1.1 Pengaruh terhadap sense of community

Penelitian yang dilakukan pada sub kelompok ini meneliti pengaruh konsep pedestrian oriented, penyempitan luas kapling, dan penggunaan fungsi lahan yang beragam terhadap sense of community dari penduduknya. Penggagas konsep new urbanism mengharapkan, melalui konsep pedestrian oriented serta penggunaan fungsi lahan beragam untuk berbagai tipe rumah untuk masyarakat dari kalangan social dan tingkat ekonomi akan memperbesar kemungkinan penghuni rumah (tetangga) dengan karakter social dan ekonomi yang berbeda, untuk saling bertemu dan berinteraksi (Lund, 2002; Talen, 1999, 2000). Begitupun dengan penyempitan luas lahan dan penggunaan fungsi lahan yang beragam antara hunian dan fasilitas umum diharapkan jarak antar rumah akan semakin dekat, sehingga memperbesar kesempatan interaksi antar penghuni lingkungan baik di rumah maupun pada fasilitas umum atau ruang terbuka publik yang disediakan (Talen, 1999). Dengan penelitian yang dilakukan akan diketahui apakah pengaruh yang diberikan oleh penerapan konsep-konsep new urbanism akan sesuai dengan harapan para penggagasnya ataukah tidak.

Beberapa penelitian yang dilakukan pada sub kelompok ini menggunakan metode perbandingan aspek fisik dan perilaku atau kebiasaan masyarakat pada dua lingkungan yang berbeda. Satu kawasan permukiman yang dipilih sebagai sampel dirancang dengan konsep new urbanism dan yang lainnya merupakan konsep sub urban konvensional (Nasar, 2003; Lund, 2002; Kim & Kaplan, 2004). Untuk mengetahui perbedaan sense of community, digunakan metode kuesioner dengan masyarakat new urbanist dan sub urban konvensional sebagai responden. Sedangkan point pertanyaaan yang diberikan seputar intensitas interaksi dan hubungan dengan tetangga, bagaimana aktivitas dalam komunitas, bagaimana menilai atau pengenalan terhadap lingkungan, kepuasan terhadap lingkungan tempat tinggal, serta pertanyaan mengenai karakteristik responden.

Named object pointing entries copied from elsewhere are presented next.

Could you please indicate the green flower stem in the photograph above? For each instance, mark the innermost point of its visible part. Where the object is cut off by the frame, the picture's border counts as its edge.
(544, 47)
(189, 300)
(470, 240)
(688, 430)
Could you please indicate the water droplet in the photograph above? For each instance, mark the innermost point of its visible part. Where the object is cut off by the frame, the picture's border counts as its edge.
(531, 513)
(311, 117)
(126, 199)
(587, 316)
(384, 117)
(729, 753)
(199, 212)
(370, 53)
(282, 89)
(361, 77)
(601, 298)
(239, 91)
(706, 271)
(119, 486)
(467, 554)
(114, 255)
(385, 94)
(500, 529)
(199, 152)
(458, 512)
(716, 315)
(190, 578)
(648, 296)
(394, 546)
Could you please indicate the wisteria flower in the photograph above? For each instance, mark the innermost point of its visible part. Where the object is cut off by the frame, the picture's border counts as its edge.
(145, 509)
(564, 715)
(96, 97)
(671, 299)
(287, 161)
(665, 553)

Dari hasil penelitian akan diketahui perbedaan karakter fisik dari lingkungan yang dirancang dengan new urbanism dan tidak, dan bagaimana aspek-aspek fisik lingkungan tersebut akan mempengaruhi sense of community yang dirasakan penghuninya. Lebih jauh lagi dapat diketahui apakah sense of community yang dirasakan oleh masyarakat yang tinggal di kawasan permukiman yang dirancang dengan konsep new urbanist akan lebih besar daripada kawasan konvensional sub urban.

Melalui studi literature yang dilakukan dalam beberapa penelitian, sense of community didefinisikan sebagai sebagai sense of belonging seseorang terhadap lingkungan dan komunitas masyarakat dimana ia tinggal. Pengertian tersebut mencakup berbagai hal termasuk diantaranya kepuasan terhadap lingkungan tempat tinggal, rasa memiliki suatu lingkungan dan komunitas, serta pengenalan dan keterikatan secara fisik dan emosional terhadap komunitas dalam lingkungan yang diwujudkan antara lain dalam interaksi sosial yang baik dan keterlibatan dalam komunitas (Kim & Kaplan, 2004; du Toit et al, 2007; Lund, 2002).

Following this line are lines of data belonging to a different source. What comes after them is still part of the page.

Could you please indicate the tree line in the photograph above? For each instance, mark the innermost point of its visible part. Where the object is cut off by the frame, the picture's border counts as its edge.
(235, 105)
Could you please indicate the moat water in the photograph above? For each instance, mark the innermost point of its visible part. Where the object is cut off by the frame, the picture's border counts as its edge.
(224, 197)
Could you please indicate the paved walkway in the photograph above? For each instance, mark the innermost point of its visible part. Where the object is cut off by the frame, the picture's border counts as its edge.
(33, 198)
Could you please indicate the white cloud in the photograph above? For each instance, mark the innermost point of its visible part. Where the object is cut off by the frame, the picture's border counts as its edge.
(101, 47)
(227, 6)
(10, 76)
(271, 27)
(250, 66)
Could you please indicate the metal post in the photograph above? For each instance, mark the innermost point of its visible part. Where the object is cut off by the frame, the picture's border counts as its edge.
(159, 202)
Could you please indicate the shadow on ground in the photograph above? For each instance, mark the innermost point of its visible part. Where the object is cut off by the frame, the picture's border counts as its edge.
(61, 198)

Hasil penelitian dari Lund (2002) dan Kim & Kaplan (2004) meyatakan bahwa sense of community yang dirasakan masyarakat pada lingkungan new urbanist lebih besar daripada masyarakat sub urban konvensional. Sebaliknya, Nassar (2003) menemukan bahwa sense of community dirasakan sama baiknya pada masyarakat di kawasan new urbanist maupun sub urban konvensional. Perbedaan hasil penelitian tersebut dimungkinkan karena adanya perbedaan karakteristik personal responden, karena sense of community juga dipengaruhi personal and sosio demographic faktor, misalkan faktor individu seperti usia, tingkat pendidikan dan ekonomi dan faktor lingkungan (Lund 2002).

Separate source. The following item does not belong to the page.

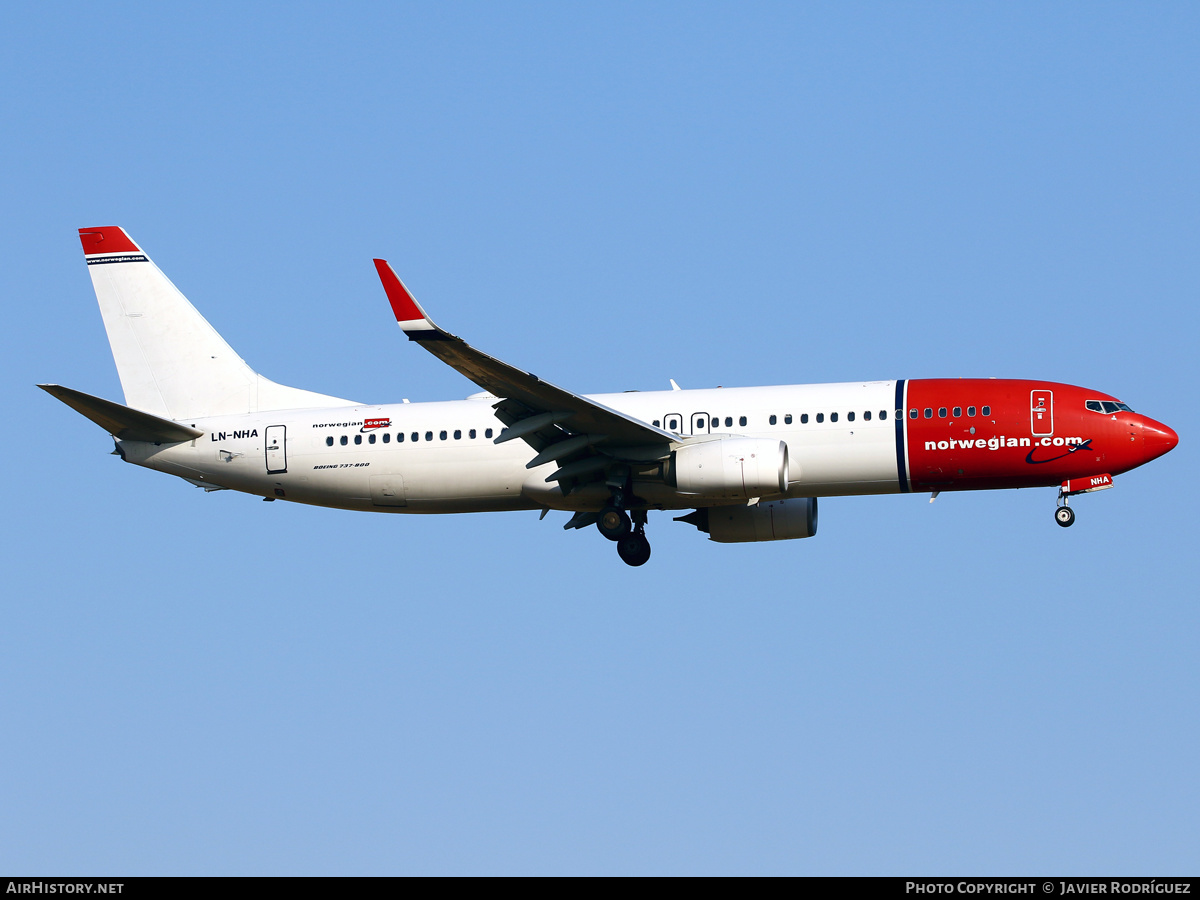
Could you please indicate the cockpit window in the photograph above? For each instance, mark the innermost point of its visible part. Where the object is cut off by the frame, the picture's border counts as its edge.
(1108, 406)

Kim (2004) menunjukkan tidak ada perbedaan signifikan antara kepuasan terhadap lingkungan tempat tinggal yang dirasakan oleh penduduk lingkungan new urbanist dengan penduduk sub urban konvensional. Hal ini mungkin dirasakan karena perbedaan karakter individu yang mendorong perbedaan prioritas dalam memilih lingkungan tempat tinggal. Penduduk new urbanist lebih menginginkan lingkungan dengan sense of community yang tinggi, walaupun dengan luas lahan yang kecil. Sedangkan penduduk pada daerah modern suburb lebih memprioritaskan tempat tinggal dengan lahan yang luas, privacy tinggi, serta jalan yang lebar (Kim, 2004; Audirac, 1999). Hal tersebut pulalah yang mendasari kesimpulan Talen, 1999 bahwa tingginya sense of community pada lingkungan new urbanist belum tentu didorong oleh desain dari aspek fisik lingkungan, tetapi karakter masyarakatnya. Masyarakat yang memilih tinggal di lingkungan new urbanist melihat sense of community sebagai suatu daya tarik utama kawasan ini. Karenanya mereka rela membayar lebih untuk mendapatkan segala sesuatu yang ditawarkan oleh lingkungan new urbanist (Eppli & Tu, 1999) termasuk sense of communitynya. Menurut Talen (1999), masyarakat yang memilih tinggal di kawasan new urbanist merupakan orang-orang yang memang memiliki value terhadap sense of community yang kuat, dan siap dengan kondisi tersebut dan oleh karenanya disimpulkan bahwa tidak ada hubungan antara tingginya sense of community dengan karakter fisik lingkungan di kawasan new urbanist.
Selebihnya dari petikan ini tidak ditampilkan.